Whether you take Streiff's take on it, John Ziegler'sSteve Berman's, or a whole host of others' perspectives on it, it's obvious that this decision came not as the grand endorsement that some want to make it out to be, but as a submission to the lesser of two evils. Even days after, I heard Levin reflect on how the GOP's response to the last three presidential elections have been a RINO, another RINO, and now a man with yuge negatives. But...fear is so often proven to be the great motivator.

Yet, taking into account my overall perspective of values, conscience and faith, I've reached the point where I can no longer allow fear to supersede civic and ethical courage. And maybe that's what struck me so intently towards Erick Erickson's message on Monday...
I’ve written often that if you have concluded that Trump is better than Clinton, I think it is perfectly reasonable to vote for him.
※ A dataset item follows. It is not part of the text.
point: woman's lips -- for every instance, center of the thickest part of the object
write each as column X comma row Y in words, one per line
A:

I think they are both equally terrible options, but I don’t fault anyone for concluding otherwise.

But what I continue to be amazed by is the level of anger and despair. There really are people you and I know who believe the nation will come to an end if Clinton is elected. They are losing hope. They are scared for themselves and their children’s future. They’ve literally shown up on my doorstep and at my office. They’ve yelled at my kids in the store that their father was going to ruin their lives and destroy the country by not supporting Trump.

And all I can wonder is if there is a level of failure on the part of the church in this. Have preachers, comfortable in Christian America, failed to preach that we are just passing through? Have we failed to make the case that our citizenship is not dependent on a nation, but on a Savior? I don’t hope in the United States. I hope in Jesus. And because I believe God is sovereign I just cannot get angry about the direction of one election in one year. God is in control. He is never going to demand I have to choose between two evils. He will order this world perfectly to lead me toward his perfection.
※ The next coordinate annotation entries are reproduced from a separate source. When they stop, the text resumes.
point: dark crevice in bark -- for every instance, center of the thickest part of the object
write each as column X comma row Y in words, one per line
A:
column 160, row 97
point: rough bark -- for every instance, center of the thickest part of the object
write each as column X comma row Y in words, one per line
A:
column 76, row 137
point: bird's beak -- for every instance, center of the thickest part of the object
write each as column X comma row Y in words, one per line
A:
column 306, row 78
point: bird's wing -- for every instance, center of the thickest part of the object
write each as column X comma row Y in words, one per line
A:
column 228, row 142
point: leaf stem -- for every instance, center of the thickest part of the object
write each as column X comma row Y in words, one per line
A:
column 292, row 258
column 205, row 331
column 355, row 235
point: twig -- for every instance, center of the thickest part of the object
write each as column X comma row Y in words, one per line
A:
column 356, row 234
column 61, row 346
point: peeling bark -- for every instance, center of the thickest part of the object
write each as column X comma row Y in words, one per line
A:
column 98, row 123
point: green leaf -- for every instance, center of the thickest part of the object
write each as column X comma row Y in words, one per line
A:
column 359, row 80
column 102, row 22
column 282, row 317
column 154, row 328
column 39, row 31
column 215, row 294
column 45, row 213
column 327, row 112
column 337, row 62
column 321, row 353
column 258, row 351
I can’t despair. I can’t lose hope. I know I’m on the team that wins in the end and the here and now is all temporary. God is not going to ask us if we voted for Trump or Clinton. The chief end of man is glorifying God and enjoying him forever, not yelling at my neighbor and wallowing in pity that another sinner will become the 45th consecutive sinner to hold the job of President.

I just have to wonder if the church in America, so comfortable in our cultural Christianity, dropped the ball on actual Christianity. It’s not an easy religion. But it is real and right and not fleeting like this year or this nation or these people who now compete for our attention.
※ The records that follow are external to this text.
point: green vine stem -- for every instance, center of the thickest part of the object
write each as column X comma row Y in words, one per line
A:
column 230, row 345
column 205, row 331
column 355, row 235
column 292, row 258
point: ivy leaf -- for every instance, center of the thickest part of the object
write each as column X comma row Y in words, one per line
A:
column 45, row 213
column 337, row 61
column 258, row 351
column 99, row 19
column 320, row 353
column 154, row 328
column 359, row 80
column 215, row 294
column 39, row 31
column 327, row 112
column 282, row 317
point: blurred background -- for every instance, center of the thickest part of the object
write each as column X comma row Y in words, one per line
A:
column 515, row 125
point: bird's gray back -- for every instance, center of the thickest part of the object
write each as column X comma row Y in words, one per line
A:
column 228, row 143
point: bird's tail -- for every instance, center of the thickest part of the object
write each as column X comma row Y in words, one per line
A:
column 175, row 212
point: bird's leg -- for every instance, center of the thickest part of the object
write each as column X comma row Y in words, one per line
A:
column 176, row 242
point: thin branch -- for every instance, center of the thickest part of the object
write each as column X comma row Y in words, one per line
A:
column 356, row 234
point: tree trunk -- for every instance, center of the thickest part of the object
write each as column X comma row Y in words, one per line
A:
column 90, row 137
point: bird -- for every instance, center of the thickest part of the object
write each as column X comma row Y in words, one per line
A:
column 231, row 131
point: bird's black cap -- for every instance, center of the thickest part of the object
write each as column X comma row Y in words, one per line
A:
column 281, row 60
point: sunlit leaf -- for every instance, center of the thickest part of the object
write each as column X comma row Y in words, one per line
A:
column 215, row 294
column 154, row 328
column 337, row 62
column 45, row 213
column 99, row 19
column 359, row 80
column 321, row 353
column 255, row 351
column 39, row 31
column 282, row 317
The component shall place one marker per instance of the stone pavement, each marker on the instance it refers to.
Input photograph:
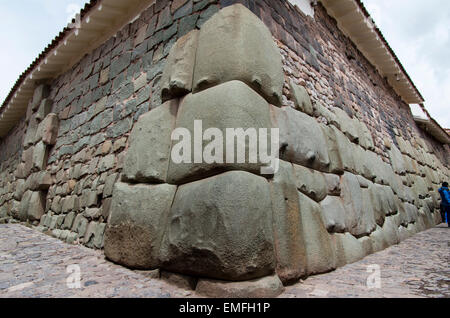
(417, 267)
(33, 264)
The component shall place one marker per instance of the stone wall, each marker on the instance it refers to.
(356, 174)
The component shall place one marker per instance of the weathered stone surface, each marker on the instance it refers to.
(302, 138)
(182, 281)
(322, 111)
(36, 206)
(147, 159)
(225, 233)
(138, 217)
(397, 160)
(311, 182)
(336, 141)
(48, 129)
(229, 105)
(40, 92)
(347, 125)
(320, 256)
(377, 202)
(235, 45)
(178, 72)
(333, 184)
(287, 225)
(350, 247)
(266, 287)
(68, 221)
(24, 204)
(333, 214)
(365, 137)
(44, 180)
(301, 98)
(412, 212)
(40, 155)
(360, 219)
(44, 109)
(30, 136)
Cast your burdens on Jesus, not on me with your rage over my opting out of voting for either Clinton or Trump. Cast your burdens on Jesus. He can carry you through the season of whichever sinner is President.
...which I also found quite complimentary to what Monday was for Glenn Beck's program...
The day after America was attacked, Americans were not obsessed with political parties and differences like skin color or religion. Following the devastating attacks on September 11, 2001, citizens united as Americans, standing together to protect the greatest nation ever created. The 9/12 movement is about bringing people back to that same feeling of togetherness and uniting on common values and principles.

For me, and maybe for you, obviously for many others, uniting under a shared spiritual, ethical courage, pursuing Providence, seems like a more honest and conscientious focus, than the demands of which evil to choose and which sinner to lead it.